When it comes to cameras familiarity does not breed contempt in fact it’s the opposite. Camera choice relies a lot on what you are used to, what you like and what you will accept. It’s got little to do with what’s best, whatever that means. Comparing cameras is only really relevant for those making their first purchase or those who have made their mind up to switch brands for whatever reason. People like Sony for very similar reasons to why people like Nikon or Canon. Though Canon appears to have possibly scored an own goal by cutting off any third party lens options, unlike Sony that has numerous companies making all sorts of e-mount options. It’s a strange decision especially when these 3rd party companies are making excellent products often at a far lower price point than the native equivalent. Why pay more for a native branded lens? Why choose a company that restricts your choice if there are other options?
I chose Sony seven years ago tempted by going mirrorless and have stuck with them, my latest addition being the A7R5. My choice does not mean I think Sony is any better than Canon or any other manufacturer as I know little about what Canon or Nikon has to offer. All I know is I’m familiar with the Sony environment and I enjoy using what they offer. Just like when I purchased my first Mac back in 1986! I’ve stuck with Apple ever since not because I think they are better but because I’m so familiar with the environment.

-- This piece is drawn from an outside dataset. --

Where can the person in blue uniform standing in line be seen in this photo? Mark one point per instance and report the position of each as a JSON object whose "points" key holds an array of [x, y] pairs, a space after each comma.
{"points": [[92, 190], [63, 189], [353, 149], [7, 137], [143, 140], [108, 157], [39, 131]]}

Making any major tech change these days; cameras, computers, software, involves a steep learning curve that takes time to climb never mind the financial hit for swapping all those lenses when it comes to cameras. I for one put familiarity near the top of my list when making a choice unless my current choice no longer works. At the moment Sony works for me but I’m under no illusion it’s any better than the less familiar options out there.